Floats like a butterfly that stings

Published in the Daily Telegraph - April 2014 by Dale Gillham

A lot of talk around town is about the government’s plan to float or sell off Medibank. 

Now the sums are simple for the government as the Medibank float is anticipated to inject around $4bn into government coffers. But is buying into floats good for investors?  

History shows how floats often fall well short of investor expectations, particularly in the months after the fanfare has faded and yet, investors listen to the marketing hype of the big brokers underwriting  the next big float and continue to line up for a piece of the action.

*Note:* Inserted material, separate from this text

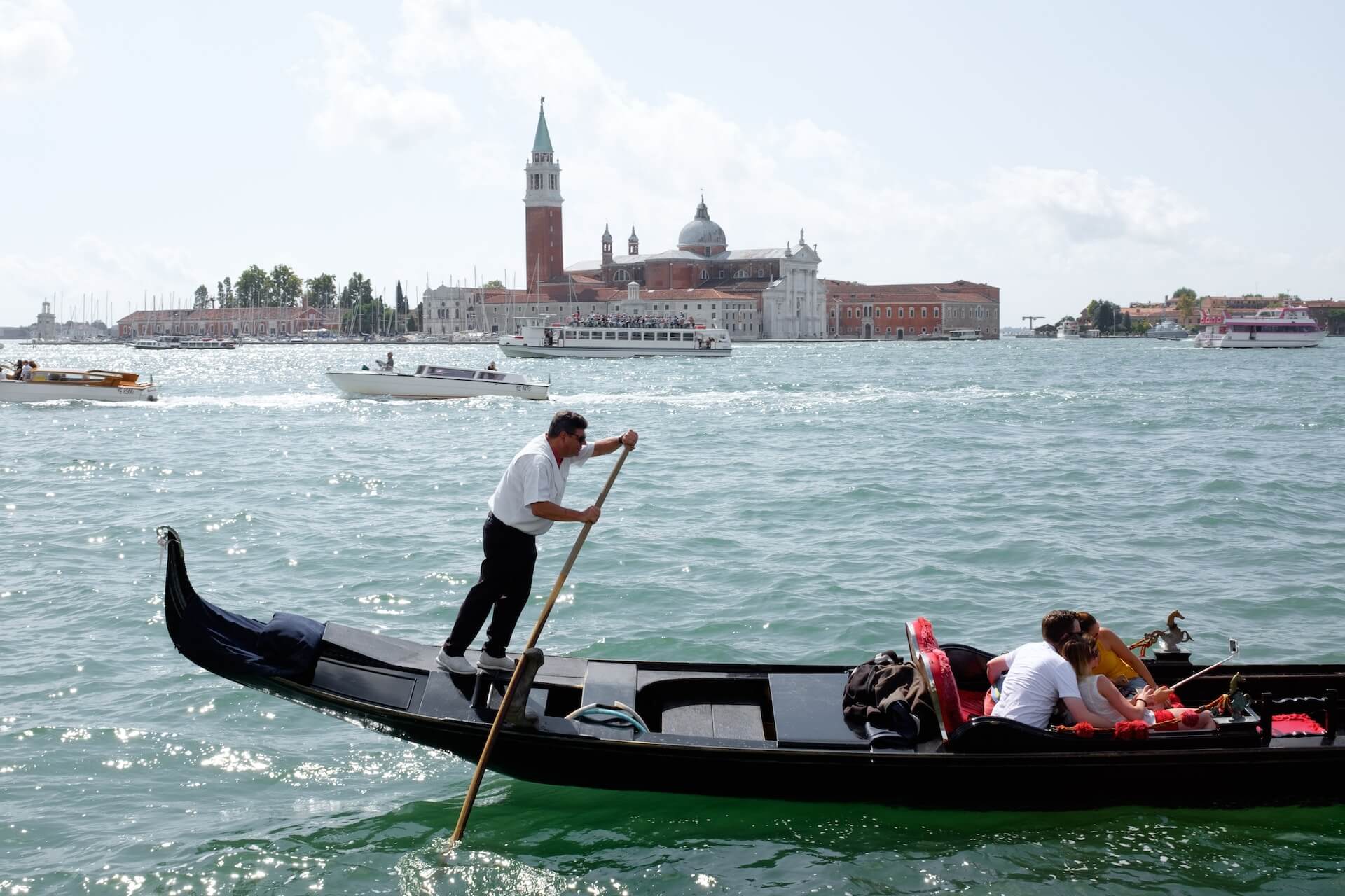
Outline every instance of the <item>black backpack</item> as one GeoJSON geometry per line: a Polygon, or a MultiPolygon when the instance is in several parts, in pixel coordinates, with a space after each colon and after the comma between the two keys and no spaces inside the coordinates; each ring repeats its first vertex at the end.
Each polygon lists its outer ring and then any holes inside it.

Some investors buy into floats to avoid brokerage, however, months after the float the share price often traded at considerably less than they paid so how is this a saving?

  1. In my opinion floats are high risk investments compared to good quality shares with a track record:It is difficult to accurately assess the real price or demand for a company until the buyers and sellers have set the price in an open market following the float. The information provided is mainly marketing hype surrounded by some fundamental information and background on the company designed to get you to part with your money and so those pushing the float get paid.
  2. Statistics show how more than 50 per cent of all floats trade below their initial price 12 months after listing. Therefore picking the ones that will rise can be hit and miss.

  3. There are many examples on the share market of well-known companies, large and small, such as Telstra (especially T2), insurer NRMA, AMP, and even CBA that have fallen afterwards. This shows how waiting can save you time, money and lower your risk.

In assessing a float, I suggest you head straight for the financials and talk to someone who understands them before forming your own view, further don’t get swayed by the brand name of the company, and above all stay clear of analysts from brokering houses involved in the float.

If you are determined to buy into a float, then consider investing half now and half six to twelve months post the float. This may mean entering at a slightly higher price however you are less exposed to a company that is sold off post float.